Norwegian Cruise Line Holdings Ltd. (NCLH) beat Wall Street expectations with a third-quarter profit but still saw its stock price drop on rising expenditures.
The parent of Norwegian Cruise Line, Oceania, and Regent Seven Seas posted a third-quarter profit of $345.9 million. However, it trimmed the full-year outlook on higher-than-expected costs.
Maui fires and Israel conflict
The company flagged higher food and labor costs while it took a financial hit from the Maui wildfires. The fallout from the fires is still impacting bookings. Norwegian Cruise Lines has a ship, Pride of America, permanently based in the Hawaii Islands.

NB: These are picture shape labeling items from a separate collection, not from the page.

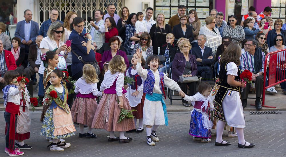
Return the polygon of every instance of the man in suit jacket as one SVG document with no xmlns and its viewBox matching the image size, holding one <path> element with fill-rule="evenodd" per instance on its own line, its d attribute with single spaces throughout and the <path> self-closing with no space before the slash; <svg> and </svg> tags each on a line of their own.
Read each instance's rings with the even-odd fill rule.
<svg viewBox="0 0 286 157">
<path fill-rule="evenodd" d="M 25 10 L 24 12 L 25 19 L 18 22 L 15 32 L 15 36 L 21 39 L 20 46 L 25 49 L 26 60 L 28 59 L 30 45 L 35 43 L 36 37 L 38 35 L 40 30 L 38 23 L 32 20 L 32 15 L 31 10 Z"/>
<path fill-rule="evenodd" d="M 40 44 L 42 40 L 44 38 L 43 36 L 38 35 L 36 38 L 36 44 L 30 47 L 29 55 L 28 57 L 28 61 L 30 66 L 25 68 L 24 71 L 26 73 L 26 77 L 30 80 L 31 76 L 37 73 L 39 68 L 41 65 L 41 56 L 42 55 L 40 48 Z"/>
<path fill-rule="evenodd" d="M 200 75 L 203 79 L 212 79 L 211 65 L 213 64 L 214 60 L 211 48 L 204 45 L 206 41 L 205 35 L 199 35 L 198 37 L 199 46 L 192 49 L 192 54 L 196 56 L 196 58 L 198 75 Z"/>
</svg>

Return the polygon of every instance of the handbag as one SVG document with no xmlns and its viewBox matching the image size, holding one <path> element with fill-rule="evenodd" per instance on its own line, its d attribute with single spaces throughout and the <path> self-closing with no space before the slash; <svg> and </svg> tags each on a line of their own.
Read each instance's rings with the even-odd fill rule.
<svg viewBox="0 0 286 157">
<path fill-rule="evenodd" d="M 74 54 L 77 57 L 78 57 L 78 60 L 82 61 L 82 62 L 84 63 L 84 65 L 85 65 L 87 64 L 91 64 L 93 66 L 93 67 L 94 67 L 95 68 L 95 70 L 96 71 L 96 74 L 98 76 L 100 74 L 100 69 L 99 68 L 99 65 L 98 65 L 98 64 L 97 63 L 97 61 L 96 61 L 96 59 L 94 59 L 94 61 L 93 62 L 88 62 L 84 61 L 82 59 L 82 56 L 80 56 L 78 55 L 76 53 L 74 52 L 73 50 L 72 50 L 72 52 L 74 53 Z"/>
<path fill-rule="evenodd" d="M 198 78 L 196 76 L 190 77 L 183 77 L 182 75 L 179 76 L 179 82 L 180 83 L 191 83 L 198 81 Z"/>
</svg>

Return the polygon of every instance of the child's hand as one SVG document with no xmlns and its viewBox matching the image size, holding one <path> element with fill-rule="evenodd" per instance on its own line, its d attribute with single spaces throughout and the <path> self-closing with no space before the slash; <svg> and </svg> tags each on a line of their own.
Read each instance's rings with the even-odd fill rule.
<svg viewBox="0 0 286 157">
<path fill-rule="evenodd" d="M 179 92 L 179 94 L 180 94 L 180 96 L 181 96 L 182 98 L 185 98 L 185 96 L 186 96 L 185 93 L 182 90 Z"/>
<path fill-rule="evenodd" d="M 139 94 L 139 91 L 138 90 L 136 90 L 136 91 L 135 91 L 135 92 L 132 93 L 132 94 L 131 94 L 131 95 L 133 96 L 136 97 L 138 95 L 138 94 Z"/>
</svg>

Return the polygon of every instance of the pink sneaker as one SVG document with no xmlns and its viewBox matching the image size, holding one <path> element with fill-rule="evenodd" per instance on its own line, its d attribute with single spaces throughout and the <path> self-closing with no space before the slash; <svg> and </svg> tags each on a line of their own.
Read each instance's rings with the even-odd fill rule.
<svg viewBox="0 0 286 157">
<path fill-rule="evenodd" d="M 17 151 L 20 151 L 20 149 L 18 148 L 15 148 L 15 149 Z M 9 152 L 9 149 L 7 147 L 5 148 L 5 150 L 4 150 L 4 152 L 6 153 L 8 153 Z"/>
<path fill-rule="evenodd" d="M 8 155 L 9 156 L 19 156 L 23 154 L 24 152 L 17 150 L 15 150 L 12 152 L 10 152 L 8 154 Z"/>
</svg>

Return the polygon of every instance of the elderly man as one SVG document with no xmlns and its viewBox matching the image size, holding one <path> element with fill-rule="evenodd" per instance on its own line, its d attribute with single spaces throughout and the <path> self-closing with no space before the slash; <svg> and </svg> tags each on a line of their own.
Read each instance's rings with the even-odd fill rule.
<svg viewBox="0 0 286 157">
<path fill-rule="evenodd" d="M 28 59 L 30 45 L 35 43 L 36 37 L 39 34 L 40 28 L 39 24 L 32 20 L 33 14 L 31 11 L 27 9 L 24 12 L 24 17 L 25 19 L 18 22 L 17 24 L 15 36 L 21 39 L 21 47 L 24 48 L 26 53 L 25 62 L 26 64 Z"/>
<path fill-rule="evenodd" d="M 0 40 L 0 86 L 5 83 L 4 74 L 8 70 L 13 70 L 17 68 L 14 56 L 12 52 L 3 49 L 3 42 Z"/>
<path fill-rule="evenodd" d="M 204 34 L 200 34 L 198 36 L 198 45 L 199 46 L 192 49 L 192 54 L 196 56 L 198 75 L 200 75 L 203 79 L 212 79 L 212 65 L 214 59 L 211 48 L 204 45 L 206 41 L 206 37 Z"/>
<path fill-rule="evenodd" d="M 255 107 L 257 110 L 261 110 L 262 107 L 260 103 L 260 97 L 263 90 L 263 72 L 265 54 L 261 49 L 257 47 L 257 43 L 253 39 L 249 39 L 244 44 L 246 48 L 246 51 L 241 55 L 240 59 L 242 70 L 247 69 L 252 73 L 252 82 L 254 82 L 256 90 L 256 100 Z M 247 99 L 249 92 L 249 83 L 242 92 L 242 106 L 244 108 L 247 104 Z"/>
<path fill-rule="evenodd" d="M 117 24 L 117 22 L 118 20 L 120 19 L 120 17 L 118 15 L 114 13 L 115 12 L 115 6 L 114 4 L 112 3 L 110 3 L 107 5 L 107 13 L 104 15 L 103 17 L 103 21 L 105 21 L 105 19 L 109 17 L 112 17 L 114 19 L 114 21 L 115 21 L 115 23 L 116 24 Z"/>
<path fill-rule="evenodd" d="M 218 12 L 215 17 L 215 27 L 219 29 L 219 33 L 221 34 L 221 36 L 222 37 L 223 37 L 223 29 L 227 25 L 226 23 L 223 22 L 223 17 L 224 16 L 222 12 Z"/>
<path fill-rule="evenodd" d="M 153 8 L 149 7 L 147 8 L 146 10 L 146 15 L 143 19 L 143 21 L 146 23 L 146 26 L 147 27 L 147 30 L 148 33 L 150 32 L 150 29 L 151 29 L 152 26 L 156 23 L 156 21 L 152 19 L 152 15 L 153 15 Z"/>
<path fill-rule="evenodd" d="M 57 19 L 59 14 L 59 11 L 57 9 L 54 8 L 52 9 L 50 12 L 50 17 L 48 20 L 44 21 L 41 26 L 40 29 L 40 32 L 39 33 L 39 35 L 43 36 L 45 37 L 47 36 L 47 32 L 49 30 L 49 27 L 52 23 L 57 21 L 63 24 L 63 21 Z"/>
<path fill-rule="evenodd" d="M 180 17 L 186 14 L 186 6 L 180 5 L 178 7 L 178 13 L 171 17 L 168 23 L 173 30 L 174 26 L 180 23 Z"/>
<path fill-rule="evenodd" d="M 31 76 L 37 73 L 39 68 L 41 65 L 41 56 L 42 55 L 40 44 L 43 37 L 41 35 L 38 35 L 36 38 L 36 45 L 31 46 L 29 51 L 29 55 L 28 61 L 30 64 L 29 67 L 25 68 L 26 77 L 29 80 Z"/>
</svg>

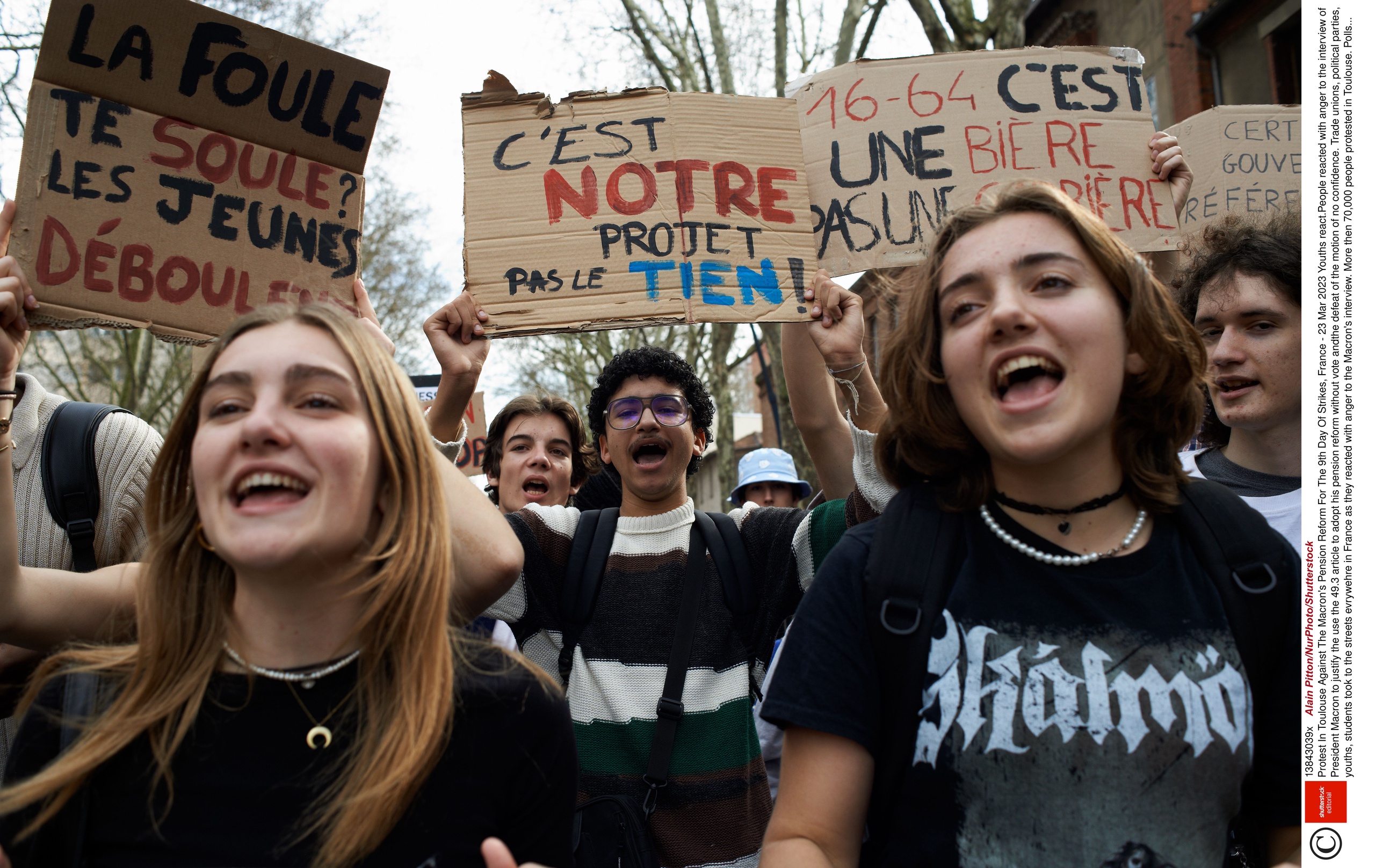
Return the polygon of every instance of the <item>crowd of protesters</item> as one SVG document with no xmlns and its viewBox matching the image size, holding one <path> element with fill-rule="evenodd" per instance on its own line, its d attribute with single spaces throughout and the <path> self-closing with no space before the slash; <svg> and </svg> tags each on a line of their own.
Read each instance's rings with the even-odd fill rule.
<svg viewBox="0 0 1375 868">
<path fill-rule="evenodd" d="M 425 321 L 422 413 L 359 283 L 239 319 L 165 442 L 99 422 L 62 527 L 0 255 L 0 865 L 1297 861 L 1298 221 L 1184 257 L 1172 293 L 987 191 L 890 277 L 881 380 L 818 272 L 780 360 L 815 478 L 752 450 L 729 514 L 653 346 L 586 416 L 500 409 L 484 497 L 487 313 Z"/>
</svg>

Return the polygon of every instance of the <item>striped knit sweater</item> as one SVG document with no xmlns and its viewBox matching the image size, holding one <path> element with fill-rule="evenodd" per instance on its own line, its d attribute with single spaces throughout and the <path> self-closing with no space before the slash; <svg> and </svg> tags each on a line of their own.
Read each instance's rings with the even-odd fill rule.
<svg viewBox="0 0 1375 868">
<path fill-rule="evenodd" d="M 488 614 L 510 622 L 521 650 L 558 677 L 562 647 L 558 599 L 578 510 L 529 505 L 509 515 L 525 547 L 524 573 Z M 767 648 L 813 570 L 802 510 L 730 514 L 740 526 L 759 610 L 740 636 L 708 555 L 701 613 L 693 636 L 686 716 L 678 728 L 670 784 L 649 830 L 664 868 L 754 865 L 769 823 L 769 781 L 751 714 L 751 669 L 762 678 Z M 578 738 L 580 798 L 644 795 L 654 707 L 668 670 L 678 602 L 688 564 L 693 504 L 660 515 L 622 518 L 602 578 L 597 611 L 583 629 L 568 681 Z M 802 544 L 795 555 L 793 541 Z"/>
</svg>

Unsurprisingly, it has seen many cancelations due to the conflict in Israel. NCL and Oceania Cruises have canceled port calls in Israel and the region until 2024.

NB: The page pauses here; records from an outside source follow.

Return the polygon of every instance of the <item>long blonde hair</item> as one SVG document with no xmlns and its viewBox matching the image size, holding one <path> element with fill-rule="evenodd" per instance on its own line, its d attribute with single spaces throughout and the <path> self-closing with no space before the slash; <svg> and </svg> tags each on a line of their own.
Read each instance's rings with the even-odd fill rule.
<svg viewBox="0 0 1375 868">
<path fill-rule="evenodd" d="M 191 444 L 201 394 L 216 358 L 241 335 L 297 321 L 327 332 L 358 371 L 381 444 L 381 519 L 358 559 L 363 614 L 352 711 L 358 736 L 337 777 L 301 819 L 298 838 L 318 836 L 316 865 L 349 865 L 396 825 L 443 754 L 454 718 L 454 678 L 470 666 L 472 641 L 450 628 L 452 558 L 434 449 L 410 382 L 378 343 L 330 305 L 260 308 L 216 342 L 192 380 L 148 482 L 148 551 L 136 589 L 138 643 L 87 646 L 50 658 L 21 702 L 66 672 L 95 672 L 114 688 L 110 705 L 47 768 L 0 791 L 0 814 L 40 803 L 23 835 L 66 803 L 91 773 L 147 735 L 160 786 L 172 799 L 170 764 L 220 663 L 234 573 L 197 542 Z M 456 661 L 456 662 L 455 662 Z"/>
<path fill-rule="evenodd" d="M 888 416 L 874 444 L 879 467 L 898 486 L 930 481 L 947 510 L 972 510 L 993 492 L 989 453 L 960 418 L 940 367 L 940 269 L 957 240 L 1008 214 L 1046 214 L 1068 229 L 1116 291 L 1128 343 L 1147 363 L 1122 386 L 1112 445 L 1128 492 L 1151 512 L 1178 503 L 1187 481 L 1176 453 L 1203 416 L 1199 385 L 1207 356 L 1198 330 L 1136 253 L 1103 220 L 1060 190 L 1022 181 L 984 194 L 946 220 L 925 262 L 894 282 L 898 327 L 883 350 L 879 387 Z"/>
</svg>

These two issues have impacted fourth-quarter revenues. “We are prudently moderating short-term expectations and keeping a close eye on rapidly evolving global macroeconomic and geopolitical events,” said Norwegian Cruise Line Holdings CEO Harry Sommer.
“One of the main strengths in our industry is our ability to reposition our assets, which is what we’ve done with the heightened tensions in the Middle East,” Summer added. Elsewhere, demand remains strong.
NCL teases details of new ship Norwegian Aqua
Looking ahead short term, NCLH predicts 98% occupancy for Q4. Meanwhile, primary cruise brand NCL unveiled details of the upcoming new ship Norwegian Aqua. Set to begin sailing in 2025, it is the first of the upgraded Prima Plus Class ships. Bookings are now open for Aqua’s first voyages to the Caribbean from Port Canaveral.
It will have an overall 10% size and capacity increase compared to current Prima class sister ships, accommodating 3,571 guests. Norwegian Aqua will offer the world’s first hybrid rollercoaster and waterslide, called the Aqua Slidecoaster, alongside existing Prima class attraction The Drop, a 10-story free-fall slide. Norwegian Aqua is currently under construction at Italian shipbuilder Fincantieri.